South Carolina’s law, drawing on English common law of
1533, criminalizes “the abominable crime of buggery.” An archaic term,
“buggery” was used as a catch-all for a range of sexual acts, including
bestiality, but very rarely applied to lesbian relationships. Although English
law was limited to anal sex in the early 19th century, some argue that South
Carolina’s law, like most sodomy laws, includes anal or oral sex between
same-sex or opposite-sex couples.
South Carolina also criminalizes adultery and fornication
(or sex between unmarried people), both punishable by fines and imprisonment.
Buggery is a felony crime, punishable by five years in prison and a $500 fine.
Between 1997 and 2002, S.C. court records indicate 30
cases in which the buggery law was used, though the charge was dropped in 25
of those cases, perhaps through plea bargaining.
Though South Carolina’s buggery law is rarely enforced
in the courts, it is repeatedly invoked in the court of public opinion to
justify discrimination against gays and lesbians.

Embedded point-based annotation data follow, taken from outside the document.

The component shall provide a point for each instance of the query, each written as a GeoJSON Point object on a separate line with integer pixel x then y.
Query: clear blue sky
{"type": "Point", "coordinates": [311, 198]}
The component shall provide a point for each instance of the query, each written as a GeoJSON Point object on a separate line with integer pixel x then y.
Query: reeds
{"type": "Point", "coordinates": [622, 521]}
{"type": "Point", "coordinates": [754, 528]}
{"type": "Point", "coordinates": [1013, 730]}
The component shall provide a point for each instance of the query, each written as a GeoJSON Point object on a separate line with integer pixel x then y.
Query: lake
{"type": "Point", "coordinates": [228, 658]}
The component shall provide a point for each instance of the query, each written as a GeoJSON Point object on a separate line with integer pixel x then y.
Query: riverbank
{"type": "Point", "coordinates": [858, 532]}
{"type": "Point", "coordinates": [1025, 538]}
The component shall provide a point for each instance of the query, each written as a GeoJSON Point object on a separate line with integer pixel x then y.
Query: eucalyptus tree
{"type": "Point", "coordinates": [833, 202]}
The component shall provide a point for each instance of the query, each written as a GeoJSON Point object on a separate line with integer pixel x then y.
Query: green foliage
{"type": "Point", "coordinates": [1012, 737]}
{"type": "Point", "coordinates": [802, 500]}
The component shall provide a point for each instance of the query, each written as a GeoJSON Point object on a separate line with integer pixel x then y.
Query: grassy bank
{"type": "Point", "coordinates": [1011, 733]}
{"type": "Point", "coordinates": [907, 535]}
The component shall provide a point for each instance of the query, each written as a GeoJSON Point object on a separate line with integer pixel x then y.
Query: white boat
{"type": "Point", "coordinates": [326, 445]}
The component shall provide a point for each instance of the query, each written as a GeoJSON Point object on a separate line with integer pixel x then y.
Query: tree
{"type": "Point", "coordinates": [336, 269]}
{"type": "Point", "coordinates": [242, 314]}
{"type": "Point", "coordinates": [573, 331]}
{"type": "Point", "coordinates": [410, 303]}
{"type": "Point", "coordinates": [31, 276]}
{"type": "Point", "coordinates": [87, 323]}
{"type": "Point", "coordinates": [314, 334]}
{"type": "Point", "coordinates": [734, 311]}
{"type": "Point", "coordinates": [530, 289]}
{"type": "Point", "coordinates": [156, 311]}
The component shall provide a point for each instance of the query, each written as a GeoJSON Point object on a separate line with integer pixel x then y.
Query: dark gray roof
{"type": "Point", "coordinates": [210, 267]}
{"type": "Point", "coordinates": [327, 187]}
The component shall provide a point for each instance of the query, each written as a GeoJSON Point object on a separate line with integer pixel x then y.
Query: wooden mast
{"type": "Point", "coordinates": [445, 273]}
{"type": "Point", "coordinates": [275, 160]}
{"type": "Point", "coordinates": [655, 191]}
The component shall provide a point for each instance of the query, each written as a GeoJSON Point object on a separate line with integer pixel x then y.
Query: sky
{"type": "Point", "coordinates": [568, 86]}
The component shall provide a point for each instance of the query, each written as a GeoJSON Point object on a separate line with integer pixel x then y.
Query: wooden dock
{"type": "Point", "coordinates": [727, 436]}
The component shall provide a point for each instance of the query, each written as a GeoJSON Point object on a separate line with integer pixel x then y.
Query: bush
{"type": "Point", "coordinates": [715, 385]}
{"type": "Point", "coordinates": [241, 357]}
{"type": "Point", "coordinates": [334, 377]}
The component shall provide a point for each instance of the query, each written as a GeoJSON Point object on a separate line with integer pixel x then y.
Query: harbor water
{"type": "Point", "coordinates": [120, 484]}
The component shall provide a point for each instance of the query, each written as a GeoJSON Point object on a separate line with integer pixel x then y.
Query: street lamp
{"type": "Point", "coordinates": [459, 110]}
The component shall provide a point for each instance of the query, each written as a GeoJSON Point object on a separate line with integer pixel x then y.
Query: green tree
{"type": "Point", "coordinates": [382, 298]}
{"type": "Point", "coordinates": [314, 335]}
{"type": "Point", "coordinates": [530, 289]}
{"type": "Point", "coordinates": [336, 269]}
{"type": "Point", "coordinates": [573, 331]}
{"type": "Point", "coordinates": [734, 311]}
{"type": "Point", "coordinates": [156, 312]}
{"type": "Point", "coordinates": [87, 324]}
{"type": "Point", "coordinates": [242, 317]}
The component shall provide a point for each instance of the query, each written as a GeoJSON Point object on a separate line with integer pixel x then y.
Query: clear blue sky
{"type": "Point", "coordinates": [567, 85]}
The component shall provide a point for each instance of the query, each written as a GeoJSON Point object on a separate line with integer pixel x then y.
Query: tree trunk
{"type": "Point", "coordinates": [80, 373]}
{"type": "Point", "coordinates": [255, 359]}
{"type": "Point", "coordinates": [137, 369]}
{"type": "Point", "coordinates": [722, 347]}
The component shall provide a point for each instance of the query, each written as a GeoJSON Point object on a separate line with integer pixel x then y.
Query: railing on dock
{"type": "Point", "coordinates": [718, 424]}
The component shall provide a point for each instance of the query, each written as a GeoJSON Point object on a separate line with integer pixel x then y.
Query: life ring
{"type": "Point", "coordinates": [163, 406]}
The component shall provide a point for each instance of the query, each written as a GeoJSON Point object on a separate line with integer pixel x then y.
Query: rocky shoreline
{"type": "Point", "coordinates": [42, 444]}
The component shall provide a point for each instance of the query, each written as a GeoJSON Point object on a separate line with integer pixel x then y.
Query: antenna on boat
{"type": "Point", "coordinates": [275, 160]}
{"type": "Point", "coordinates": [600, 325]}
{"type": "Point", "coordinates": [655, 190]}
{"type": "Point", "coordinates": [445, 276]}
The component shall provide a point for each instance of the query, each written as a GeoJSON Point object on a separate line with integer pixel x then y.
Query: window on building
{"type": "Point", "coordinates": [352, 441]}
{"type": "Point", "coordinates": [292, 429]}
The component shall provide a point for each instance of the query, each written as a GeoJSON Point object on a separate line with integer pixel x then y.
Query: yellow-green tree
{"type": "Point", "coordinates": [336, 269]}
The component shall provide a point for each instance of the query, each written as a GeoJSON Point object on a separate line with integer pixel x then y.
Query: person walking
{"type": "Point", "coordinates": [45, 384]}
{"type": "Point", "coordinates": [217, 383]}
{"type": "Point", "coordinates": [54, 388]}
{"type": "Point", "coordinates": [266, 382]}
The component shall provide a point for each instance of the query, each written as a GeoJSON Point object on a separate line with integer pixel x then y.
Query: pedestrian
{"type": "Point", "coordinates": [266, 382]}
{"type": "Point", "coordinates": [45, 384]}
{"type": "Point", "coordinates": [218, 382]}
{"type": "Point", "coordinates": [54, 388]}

For example, in fall 2001, former Lt. Gov. Bob Peeler
used the law to argue that public universities cannot include sexual
orientation in their nondiscrimination policies. Such policies, Peeler argued,
would violate state laws against fornication and sodomy. Such use of the law
clearly demonstrates how it is used in our state to enforce a climate of
intimidation and discrimination.
Similarly, when a gay student group was trying to form
[on a University of South Carolina campus] over 25 years ago, the law was
invoked to deny official recognition. It took a court decision to legitimize
the student group.
Society has changed a lot since then. Lambda hopes that
increased knowledge and understanding about gay and lesbian people will lead
to a more informed view, and that the court will strike down laws that are
intrusions into the private lives of all citizens.